Christ never demeaned the body but the person. ie, What springs from the heart. Plato and Paul had other ideas. I’m following the resurrected Christ on this one - who loved His body and life and gave up both to save us from death.
If He, the person, was not resurrected flesh and bone, your faith is not worth jack.
Paul used human arguments, analogies which could best explain spiritual understandings using earthly examples. The very fact he uses this seed analogy should tell us he knew that the old body remains in the ground; that is, something comes out of the body of seed, but the body of the seed remains in the ground, it is not changed, it is not made new, it turns to dust and remains dust but something new appears.
There is a reason. It is just not explained at this moment as it first needs to be established that we are not raised in the old body, or a changed old body. We are actually raised in a new body, a nature which has been growing within for along time and is clothed with a body from heaven.
2 Corinthians 4:16;5:1-3
Therefore we do not lose heart. Though outwardly we are wasting away, yet inwardly we are being renewed day by day. For our light and momentary troubles are achieving for us an eternal glory that far outweighs them all. So we fix our eyes not on what is seen, but on what is unseen. For what is seen is temporary, but what is unseen is eternal. Now we know that if the earthly tent we live in is destroyed, we have a building from God, an eternal house in heaven, not built by human hands. Meanwhile we groan, longing to be clothed with our heavenly dwelling, because when we are clothed, we will not be found naked.
Not at all RanRan, it is those who can only understand what is ‘seen’ who suffer from ‘I, myself!’. Your only logic of your resurrection of the dead, is that the dead are resurrected in the body they were buried in. That is the ‘seen’, the ‘temperal’ of which those who suffer from the 'I’s and 'myself’s cannot move their understanding. They can only believe what they perceive.
Again, this is a poor man’s cop-out. We are rational souls, where as cows, birds, etc. are not rational souls. There is no re-incarnation in the resurrection. The dead are raised, not their natural dust bodies. We don’t have zombies walking around, or Egyptian mummies coming back to life. My Savior is not Zombie or Egyptian god.
We are not coming back to this life which is governed by physical universe, as Paul stated: If only for this life we have hope in Christ, we are to be pitied more than all men. (1 Corinthians 15:19)
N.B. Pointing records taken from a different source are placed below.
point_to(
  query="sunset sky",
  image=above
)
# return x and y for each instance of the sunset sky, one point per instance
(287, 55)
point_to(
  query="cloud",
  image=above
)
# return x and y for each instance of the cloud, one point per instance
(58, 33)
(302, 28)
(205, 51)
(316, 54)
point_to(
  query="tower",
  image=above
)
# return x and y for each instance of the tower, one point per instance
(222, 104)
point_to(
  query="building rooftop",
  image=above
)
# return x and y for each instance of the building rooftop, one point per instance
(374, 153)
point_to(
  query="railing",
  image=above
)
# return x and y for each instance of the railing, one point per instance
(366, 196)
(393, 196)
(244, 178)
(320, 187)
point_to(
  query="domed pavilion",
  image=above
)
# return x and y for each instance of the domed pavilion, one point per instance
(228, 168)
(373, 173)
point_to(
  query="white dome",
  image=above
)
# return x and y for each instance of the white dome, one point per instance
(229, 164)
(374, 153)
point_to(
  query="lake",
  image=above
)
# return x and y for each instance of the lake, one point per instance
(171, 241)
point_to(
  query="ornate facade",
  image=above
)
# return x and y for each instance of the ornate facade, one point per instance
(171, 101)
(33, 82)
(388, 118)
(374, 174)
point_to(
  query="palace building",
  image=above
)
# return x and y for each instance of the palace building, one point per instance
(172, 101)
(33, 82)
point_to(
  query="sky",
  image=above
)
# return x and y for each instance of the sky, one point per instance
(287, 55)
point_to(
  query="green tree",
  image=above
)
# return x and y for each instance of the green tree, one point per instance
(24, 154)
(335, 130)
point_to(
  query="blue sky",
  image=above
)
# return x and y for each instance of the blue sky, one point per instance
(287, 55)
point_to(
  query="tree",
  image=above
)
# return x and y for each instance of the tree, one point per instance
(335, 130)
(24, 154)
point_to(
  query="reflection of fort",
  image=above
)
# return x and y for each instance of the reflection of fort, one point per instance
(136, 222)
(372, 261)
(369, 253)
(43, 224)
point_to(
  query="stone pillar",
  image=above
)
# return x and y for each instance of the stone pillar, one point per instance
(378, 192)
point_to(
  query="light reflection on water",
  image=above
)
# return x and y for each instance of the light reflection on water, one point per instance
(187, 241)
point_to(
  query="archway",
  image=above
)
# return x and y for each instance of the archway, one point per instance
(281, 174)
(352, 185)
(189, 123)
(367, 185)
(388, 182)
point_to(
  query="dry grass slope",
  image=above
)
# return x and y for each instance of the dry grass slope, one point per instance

Now you are not even listening to what Scripture says about this.
Once again, you are not reading the Scriptures only obeying what you were taught or regurgitating what you thought was taught by the Scriptures.
1 Corinthians 15:50
I declare to you, brothers, that flesh and blood cannot inherit the kingdom of God, nor does the perishable inherit the imperishable.
Flesh and Bone is not Flesh and Blood. Do a study on the word bone in the Hebrew. God will be all in all.